However, it is hard to believe that
scientists would lie to Saddam and risk torture and death, not only
for themselves, but also for their extended families. But if this
assessment is accurate and Saddam's weapons programs were that much
out of control, they still posed a danger of leakage--similar to
the Pakistani smuggling network that sold nuclear technology to
Libya and North Korea. David Kay, who led the Iraq Survey Group
that is searching for Saddam's weapons, provided this sobering view
in January:
I think...we will paint a picture of Iraq
that was far more dangerous than even we thought it was before the
war. It was a system collapsing. It was a country that had the
capability in weapons of mass destruction areas and, in which
terrorists, like ants to honey, were going after it.
There is one troubling problem with the
theory that Saddam destroyed his weapons of mass destruction: If he
did abandon this endeavor, why didn't he prove it to the
inspectors? That would have led to the lifting of economic
sanctions, and he could have set about rebuilding his programs
again, free of international scrutiny. It is hard to believe that
Saddam walked away from more than $100 billion in oil revenues if
he was not hiding something.
Connecting the Dots
Some
have leapt to the conclusion that the Administration distorted
intelligence to make its case for war. This is a leap too far.
Intelligence often is inherently subjective. It provides a
perspective that sometimes looks more like a Rorschach test than a
complete picture. The lesson of the intelligence failure of 9/11
was deemed by many critics to be that nobody connected the dots.
Now some of these same critics are complaining about the ways that
the dots were connected in Iraq.
The
intelligence may have been incomplete or misleading, but it was not
purposefully distorted. It was grounded on a common-sense reading
of U.S. intelligence on Iraqi weapons of mass destruction. As the
President said:
...Heavy as they are, the costs of action
must be weighed against the price of inaction. If Saddam defies the
world and we fail to respond, we will face a far greater threat in
the future. Saddam will strike again at his neighbors; he will make
war on his own people. And mark my words he will develop weapons of
mass destruction.
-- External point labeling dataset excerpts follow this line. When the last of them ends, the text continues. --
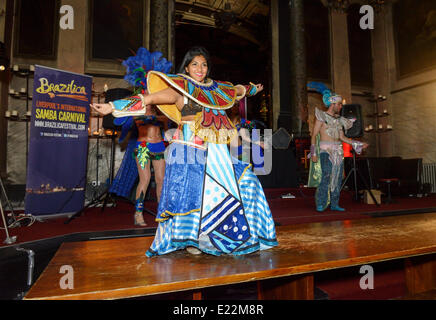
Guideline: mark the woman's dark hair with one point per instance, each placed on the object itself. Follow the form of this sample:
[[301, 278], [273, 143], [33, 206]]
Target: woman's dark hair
[[191, 54]]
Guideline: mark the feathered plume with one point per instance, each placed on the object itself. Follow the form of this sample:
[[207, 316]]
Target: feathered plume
[[144, 61]]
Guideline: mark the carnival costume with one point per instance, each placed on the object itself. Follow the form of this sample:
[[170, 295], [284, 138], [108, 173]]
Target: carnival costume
[[137, 68], [208, 200], [326, 173]]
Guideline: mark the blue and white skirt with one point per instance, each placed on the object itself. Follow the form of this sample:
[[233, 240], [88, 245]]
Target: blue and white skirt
[[212, 202]]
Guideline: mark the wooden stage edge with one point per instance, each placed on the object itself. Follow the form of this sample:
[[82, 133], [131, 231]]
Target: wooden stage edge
[[119, 269]]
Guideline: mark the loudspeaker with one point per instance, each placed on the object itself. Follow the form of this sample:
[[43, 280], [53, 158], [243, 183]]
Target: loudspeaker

He will deploy them, and he will use
them.
These words were uttered by William
Jefferson Clinton, not by George W. Bush, to explain why the U.S.
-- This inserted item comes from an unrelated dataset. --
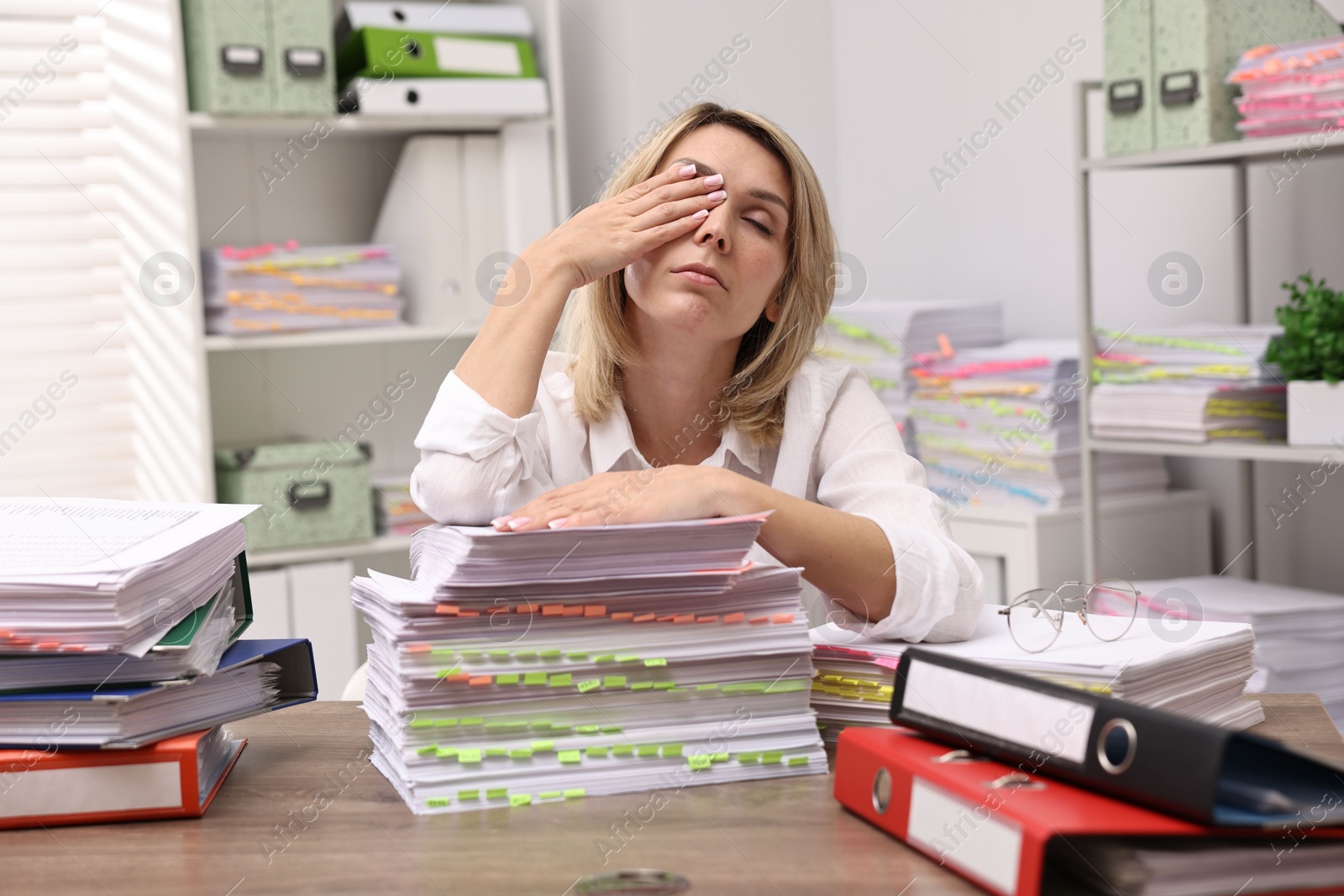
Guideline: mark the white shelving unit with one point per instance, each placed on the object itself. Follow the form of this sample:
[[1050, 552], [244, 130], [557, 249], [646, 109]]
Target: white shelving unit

launched air strikes against Saddam in 1998. But no one has accused
President Clinton of distorting intelligence.
It
is not just the Bush and Clinton Administrations that believed
Saddam had weapons of mass destruction. The intelligence services
of Britain, France, Russia, Germany, and Israel, among many others,
held similar opinions.
Regardless of what happened to Iraq's
weapons of mass destruction, I think at least we can now say that
the U.S. and its allies no longer have to worry about Saddam
threatening us with them.
Positive Ripple Effects
Another gain from the war was the
demonstration effect that it had on other rogue regimes. Libya was
induced to disarm because of the Iraq war. In fact, Colonel Qadhafi
told Italian Prime Minister Silvio Berlusconi that he did so after
seeing what happened to Saddam's regime. Iran, also pushed by
international pressure, decided to open up to more inspections of
its nuclear program. Syria, now the world's only remaining
Ba'athist regime, has suddenly found an interest in the
Arab-Israeli peace process.
The
liberation of Iraq, and Iraqi efforts to build a working democracy
there, have had positive ripple effects in the Middle East. Iraqis
now have a fighting chance to build a stable democracy that could
become a model for the Middle East. The Iraqi example already has
encouraged democratic reformers throughout the region. There has
been a push for long-overdue reforms, even in Saudi Arabia.
The
liberation of Iraq also has liberated the U.S. and its allies from
the need to contain Saddam's vengeful regime. This has freed the
United States from an open-ended deployment of ground, naval, and
air forces that cost the United States an estimated $19 billion per
year. Moreover, the American troops in Saudi Arabia that conducted
this containment effort became a lightning rod for terrorism that
partly contributed to the rise of al-Qaeda.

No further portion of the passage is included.